CVE-2020-7592

Name of the Vulnerable Software and Affected Versions SIMATIC HMI Basic Panels 1st Generation (incl. SIPLUS variants) (All versions) SIMATIC HMI Basic Panels 2nd Generation (incl. SIPLUS variants) (All versions) SIMATIC HMI Comfort Panels (incl. SIPLUS variants) (All versions) SIMATIC HMI KTP700F Mobile Arctic (All versions) SIMATIC HMI Mobile Panels 2nd Generation (All versions) SIMATIC WinCC Runtime Advanced (All versions)

Description A vulnerability has been identified that could allow an attacker to capture plain text communication between the configuration software and the device, potentially gaining access to sensitive information. This is due to unencrypted communication.

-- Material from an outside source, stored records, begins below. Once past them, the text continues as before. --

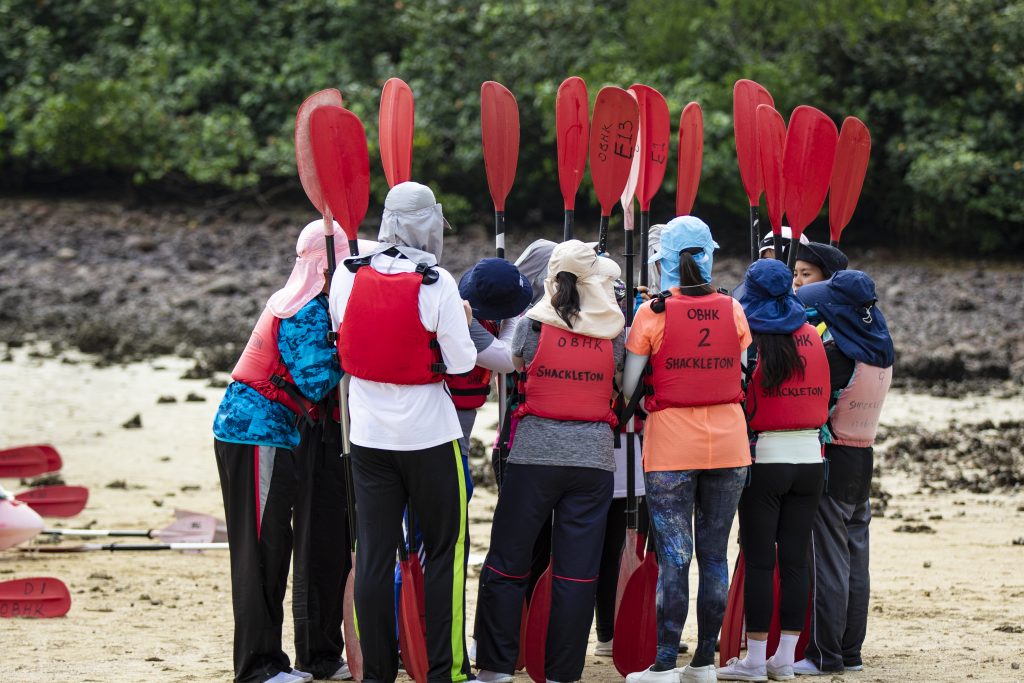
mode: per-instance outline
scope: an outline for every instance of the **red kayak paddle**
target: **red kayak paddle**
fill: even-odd
[[[847,117],[839,133],[836,165],[828,183],[828,228],[833,247],[839,244],[843,229],[857,208],[870,156],[871,134],[867,126],[860,119]]]

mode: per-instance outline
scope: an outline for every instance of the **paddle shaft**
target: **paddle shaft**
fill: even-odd
[[[650,250],[650,211],[640,210],[640,287],[647,287],[647,252]],[[633,297],[630,288],[626,296]]]

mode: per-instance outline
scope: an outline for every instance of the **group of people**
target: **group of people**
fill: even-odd
[[[783,236],[783,251],[798,250],[796,275],[766,239],[733,298],[713,279],[710,228],[679,216],[651,228],[653,285],[636,297],[614,261],[575,240],[538,241],[515,265],[484,259],[457,283],[438,265],[444,226],[428,187],[399,183],[378,242],[350,256],[339,241],[331,280],[323,221],[307,225],[288,284],[232,373],[214,435],[236,680],[350,677],[346,484],[362,680],[398,672],[395,556],[407,533],[422,538],[428,678],[473,679],[466,454],[495,385],[506,410],[472,634],[477,680],[513,680],[523,604],[549,563],[548,681],[581,679],[595,609],[595,653],[611,654],[631,493],[642,497],[660,571],[656,658],[628,681],[785,680],[861,667],[871,442],[893,364],[871,280],[847,269],[838,249]],[[339,457],[346,408],[351,481]],[[642,449],[636,476],[631,441]],[[717,668],[737,510],[748,651]],[[295,668],[282,649],[293,528]],[[694,553],[697,642],[677,668]],[[812,633],[797,660],[809,600]],[[782,635],[771,654],[776,609]]]

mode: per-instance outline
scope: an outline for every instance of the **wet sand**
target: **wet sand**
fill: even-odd
[[[74,361],[73,356],[72,360]],[[222,516],[210,425],[222,389],[182,380],[194,361],[161,357],[95,368],[12,350],[0,362],[0,446],[50,442],[70,484],[90,488],[88,507],[68,526],[164,526],[176,507]],[[195,393],[205,401],[186,402]],[[177,402],[158,404],[162,395]],[[494,424],[494,404],[477,425]],[[141,428],[121,425],[139,414]],[[884,424],[939,428],[1020,419],[1024,399],[944,399],[896,391]],[[124,482],[122,487],[109,484]],[[872,525],[872,602],[865,670],[846,681],[1024,680],[1024,492],[924,494],[916,478],[883,472],[892,494]],[[4,480],[13,492],[17,481]],[[485,552],[495,495],[470,504],[474,553]],[[55,520],[54,520],[55,521]],[[895,531],[907,522],[935,533]],[[732,546],[733,551],[735,546]],[[477,569],[467,598],[472,624]],[[65,618],[0,623],[0,680],[228,681],[231,617],[227,554],[0,553],[0,581],[54,575],[71,588]],[[695,596],[695,567],[691,572]],[[696,637],[694,605],[683,638]],[[1002,630],[999,630],[1002,629]],[[291,642],[286,622],[286,649]],[[680,665],[687,655],[680,656]],[[522,674],[519,681],[528,681]],[[588,656],[585,681],[620,681],[610,659]],[[828,677],[817,680],[828,680]],[[834,679],[835,680],[835,679]]]

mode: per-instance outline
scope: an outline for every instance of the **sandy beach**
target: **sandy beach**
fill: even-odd
[[[63,478],[91,492],[85,511],[65,525],[161,527],[175,508],[222,516],[210,433],[221,388],[179,379],[193,365],[181,358],[95,368],[76,354],[34,357],[34,348],[13,349],[12,360],[0,362],[8,388],[0,442],[51,442],[60,451]],[[185,400],[189,394],[204,400]],[[160,396],[177,400],[158,403]],[[494,404],[487,408],[477,421],[481,435],[494,424]],[[140,428],[121,426],[136,414]],[[883,422],[898,432],[1021,415],[1020,397],[953,400],[896,391]],[[871,526],[865,669],[841,680],[1024,680],[1024,546],[1013,545],[1024,533],[1024,493],[926,495],[912,477],[885,472],[881,483],[892,498]],[[478,487],[470,505],[474,554],[486,550],[495,501]],[[895,530],[907,523],[935,532]],[[477,572],[471,570],[467,590],[470,624]],[[695,595],[695,567],[691,573]],[[62,579],[72,610],[65,618],[0,624],[0,680],[230,680],[225,552],[0,554],[0,580],[31,575]],[[691,617],[683,638],[695,637]],[[286,623],[286,649],[291,638]],[[680,656],[680,665],[686,660]],[[591,655],[584,680],[622,679],[610,659]]]

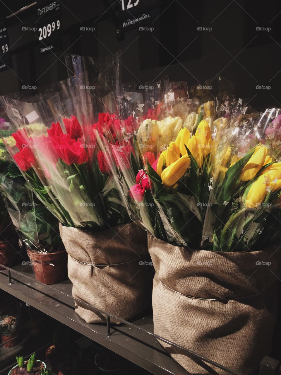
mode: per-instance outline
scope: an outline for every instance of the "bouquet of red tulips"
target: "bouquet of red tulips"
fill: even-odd
[[[61,222],[76,312],[88,322],[106,320],[81,302],[86,301],[127,319],[150,302],[151,277],[139,264],[148,255],[147,238],[130,222],[98,135],[110,129],[128,163],[132,150],[118,141],[117,119],[93,109],[81,77],[61,82],[61,92],[45,102],[15,105],[5,98],[16,152],[7,147],[34,194]],[[132,122],[128,118],[128,129]],[[41,132],[28,123],[41,124]]]

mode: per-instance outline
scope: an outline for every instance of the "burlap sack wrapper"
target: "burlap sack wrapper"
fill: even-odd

Recommendations For SIMATIC HMI Basic Panels 1st Generation (incl. SIPLUS variants), consider implementing encrypted communication protocols to protect data. For SIMATIC HMI Basic Panels 2nd Generation (incl. SIPLUS variants), restrict access to the configuration software to minimize the risk of exploitation. For SIMATIC HMI Comfort Panels (incl. SIPLUS variants), ensure all communication is encrypted to prevent plain text capture. For SIMATIC HMI KTP700F Mobile Arctic, disable any features that rely on unencrypted communication until a secure method is implemented. For SIMATIC HMI Mobile Panels 2nd Generation, limit access to sensitive information by implementing secure authentication and authorization mechanisms. For SIMATIC WinCC Runtime Advanced, update the configuration software to use encrypted communication protocols.